Simon Property Group’s proposed 47-story Copley Place tower is on hold, the latest victim of an economic crunch that has already toppled several would-be additions to Boston’s skyline.
“They’ve asked for additional time,” said Boston Redevelopment Authority Director John Palmieri. “[Simon CEO] David Simon has told the mayor they think it’s a very important investment for them, and they love the site.” However, Palmieri said, Simon had halted permitting review of its tower while it takes stock of a highly volatile and uncertain economic outlook.
“The economy is preventing them from being as aggressive as they’d like. I don’t know the timeline. They’re obviously committed to the site. We’ll see how the economy plays out over the next couple quarters. It’s a priority – they made that clear. With any luck, it’ll only be a few months.”
As Banker & Tradesman first reported last week, a community advisory committee meeting with the tower’s developers was recently and abruptly canceled, said state Rep. Byron Rushing, D-Boston. The BRA e-mailed a note to committee members that said Simon needed more time to work on its draft project impact report “and to allow the economy to improve.”
“I’d describe this as being on hold, based on what the BRA has said to us,” Rushing said. He added that the timeline the BRA gave Back Bay politicians – allowing the economy to “improve” – could mean that the project is stalled indefinitely.

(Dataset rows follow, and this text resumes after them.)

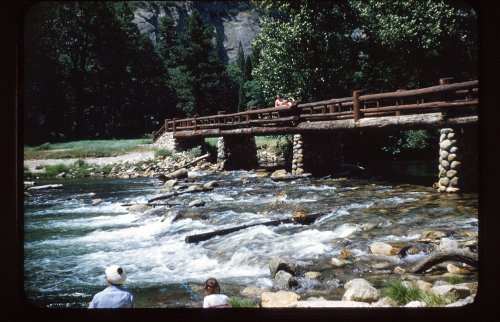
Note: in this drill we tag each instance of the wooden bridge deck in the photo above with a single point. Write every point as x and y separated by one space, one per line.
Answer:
436 106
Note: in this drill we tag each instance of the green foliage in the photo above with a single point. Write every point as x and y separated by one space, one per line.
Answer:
241 302
162 153
402 294
194 152
83 149
408 140
454 279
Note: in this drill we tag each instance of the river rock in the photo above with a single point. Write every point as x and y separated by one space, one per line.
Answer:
415 304
138 208
211 184
423 285
459 291
197 203
251 291
386 249
170 183
325 303
462 302
284 281
433 234
360 290
312 275
456 270
281 264
279 299
339 262
279 173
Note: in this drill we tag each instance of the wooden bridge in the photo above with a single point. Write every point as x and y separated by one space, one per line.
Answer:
451 107
437 106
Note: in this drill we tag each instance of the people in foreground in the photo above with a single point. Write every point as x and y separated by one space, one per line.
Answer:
214 299
114 295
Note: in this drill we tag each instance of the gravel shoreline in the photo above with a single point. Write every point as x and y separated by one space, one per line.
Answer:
132 157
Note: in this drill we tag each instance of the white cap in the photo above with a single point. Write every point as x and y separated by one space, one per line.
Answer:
115 274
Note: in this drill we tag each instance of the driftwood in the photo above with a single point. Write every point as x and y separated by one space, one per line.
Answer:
176 193
47 186
458 255
302 218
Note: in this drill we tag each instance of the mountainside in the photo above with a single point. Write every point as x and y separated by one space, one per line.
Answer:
230 22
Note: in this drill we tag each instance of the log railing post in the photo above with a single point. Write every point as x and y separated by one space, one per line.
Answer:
356 111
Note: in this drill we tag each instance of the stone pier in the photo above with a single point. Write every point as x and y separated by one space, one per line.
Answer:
318 154
234 153
168 142
458 160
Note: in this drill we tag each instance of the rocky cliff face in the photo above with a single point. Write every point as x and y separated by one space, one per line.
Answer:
230 22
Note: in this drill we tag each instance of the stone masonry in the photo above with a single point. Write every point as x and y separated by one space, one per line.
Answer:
457 160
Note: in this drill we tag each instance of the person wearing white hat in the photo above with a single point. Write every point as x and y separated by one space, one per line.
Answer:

“I assume they’re talking about five years from now,” he said. “Have we even bottomed out yet? If they used their words advisedly, I’m not sure when this will get started again… We were supposed to meet, it was postponed, and there’s no definite date [to resume].”
Resisting Residential
Simon, the nation’s largest mall operator, first floated plans to top their Copley Place mall with a tower in 2006. In March 2008, they filed a proposal with the BRA detailing plans for 300 luxury condominium units and 114,000 square feet of new retail, including a significant expansion to Neiman Marcus.
However, new residential construction has been virtually impossible to finance since the global credit system froze up this past fall. Developer John Hynes recently removed the residential portion of his stalled Filene’s redevelopment because he believed it was keeping him from plugging a hole in his financing.
The obstacles go beyond financing. The market for new luxury condominiums in Boston has been cooling rapidly. PrimeTime Communities recently reported that new condos in the city were selling at a pace of 1.2 per month in 2008. Two new towers, the Clarendon and 45 Province, will bring 242 more units online this year; both are said to be attracting less than stellar pre-sales activity. In such an environment, 300 new units may represent an unacceptable risk for Simon’s board.
The mall operator has, thus far, weathered the recession better than its REIT peers. Last month, it posted a 22-percent jump in fourth-quarter income, to $152.3 million. Funds from operations for the fiscal year increased 9.8 percent, to $1.85 billion.
Simon’s Stock Options
Even so, Simon sees a brutal year ahead for retailers, and is conserving cash accordingly. It recently announced plans to pay 90 percent of its dividend in stock as a way to conserve cash. Its stock has dropped by more than $60 per share since the beginning of September.
Twice in the past nine months, David Simon has said mall operators will have very little leeway for new construction for much of the next decade. Last April, during Simon’s first-quarter earnings call, he said, in part, “I do think we could have a decade of little retail development.”
This past January, during his Q4 2008 earnings call, he reiterated that position.
“As I said a year ago, I don’t think anybody believed me, the new development business is dead for a decade,” Simon said. “Maybe it’s eight years, maybe it’s not really completely dead. Maybe I’m overdramatizing it for effect, but the odds are that there’s going to be very, very little new stuff for quite some time…”
Simon made those comments in the context of saying that his malls will be insulated from new competition for much of the next decade. However, it now appears he may have been more prescient than he intended.
“They are committed to the project. They’ve made it clear to us,” Palmieri said. “We’d like to give them the chance to study their own fiscal wherewithal, and then come back and move the process forward and get it vetted.”
Simon officials did not return calls for comment.